With the benefits of increased levels of psychological safety well documented, it makes sense to adopt strategies that boost psychological safety within your team, learning from firms and teams that have gotten it right.

Lessons from Google: How team managers can lead the way

In the 2010s, Google’s people operations team on Project Aristotle, a quest to understand the dynamics of high performance teams, found out that individuals on teams with higher psychological safety are less likely to leave Google, more likely to harness the power of diverse ideas from their teammates, bring in more revenue, and be rated as effective twice as often by executives. This pioneering work from Google included several tested strategies for managers to raise psychological safety within their teams.

They recommend firstly demonstrating engagement and understanding to communicate to your team that they are truly being heard without judgment. Simple actions like closing your laptop during meetings, maintaining eye contact while speaking, responding verbally and with your body language to show engagement, asking questions that help you learn more, recapping discussions to ensure alignment, avoiding placing blame and focusing on solutions, are all vital to fostering psychological safety within your team.

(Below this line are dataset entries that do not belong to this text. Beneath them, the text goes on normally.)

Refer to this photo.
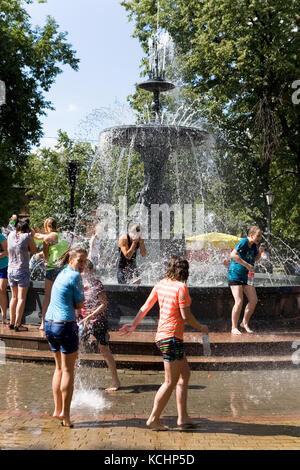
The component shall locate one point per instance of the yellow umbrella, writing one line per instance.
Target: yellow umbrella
(213, 240)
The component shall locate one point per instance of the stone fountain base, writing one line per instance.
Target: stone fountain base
(277, 306)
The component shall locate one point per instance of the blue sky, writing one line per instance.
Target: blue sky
(101, 34)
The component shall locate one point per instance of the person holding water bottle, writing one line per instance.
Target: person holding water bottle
(174, 301)
(241, 277)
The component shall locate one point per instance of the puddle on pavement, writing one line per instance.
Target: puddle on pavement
(27, 387)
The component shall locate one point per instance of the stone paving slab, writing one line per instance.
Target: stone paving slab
(29, 431)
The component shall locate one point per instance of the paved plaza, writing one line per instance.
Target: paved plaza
(235, 410)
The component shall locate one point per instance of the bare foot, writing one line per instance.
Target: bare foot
(67, 424)
(57, 416)
(246, 327)
(235, 331)
(156, 426)
(65, 421)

They also suggest ways to be more inclusive in inter-personal settings and decision making. One of the most key suggestions, especially as we work with diverse, dispersed teams in hybrid work settings, is to share information about your personal work style or boundaries and encourage your team members to do the same.

When it comes to decision making, take into account all inputs and suggestions before coming to a decision, explain the rationale behind decisions, and acknowledge contributions and inputs, even if you could not fully incorporate them.

Lessons from Microsoft: How teams can rally round to build psychological safety

With the aim of building Microsoft Teams in a manner that enhances the way people work, the organization worked with IDEO to talk to experts and successful teams ranging from fishmongers to search-and-rescue workers to consultants to see what lessons they could glean.

One of the biggest lessons from them was understanding that everyone does not have to agree to be on the same page. However, getting all opinions and ideas together and having a process in place to solve tensions when they arise helps teams to progress without eroding cohesion. By focusing on aligning rather than conforming, teams can support individuality and unique points of view and also settle on the right action required to move ahead as a group.

Their biggest tip for fostering trust and vulnerability was to ensure that everyone helps one another be open, without feeling exposed. The advice is simple: Share what you are comfortable sharing, and not necessarily every detail of your life. Also, acknowledge that these boundaries look different for different people. And most importantly, this does not happen overnight; instead, it takes gradual, frequent communication and deliberate efforts.

Lessons from Great Place to Work®: How leaders across the board can pivot towards psychological safety

As a firm focused on supporting employee-friendly organizations, Great Place to Work® has seen employees report on the effects of psychologically unsafe workplace dynamics. It has also worked with many firms to help them incorporate more positive workplace practices into their organizational culture.

Julian Lute, strategic advisor at Great Place to Work®, points out that sharing what you know and more importantly, what you don’t know, is vital to fostering greater trust and open communication within the team and the organization. Another vital tip is to consistently review your report’s workplace experience and examine whether it is truly fair and just, particularly with respect to pathways to promotion and compensation. He also warns against developing unrealistic expectations pertaining to workloads and availability.

Modeling openness and inclusion while being respectful of every individual’s boundaries (and the team’s own collectively set boundaries) is ultimately the common thread underlying all the advice from these organizations. The result can be a fearless team that tests boundaries – of innovation, experimentation, and curiosity – to deliver high performance at no cost to personal integrity and psychological safety.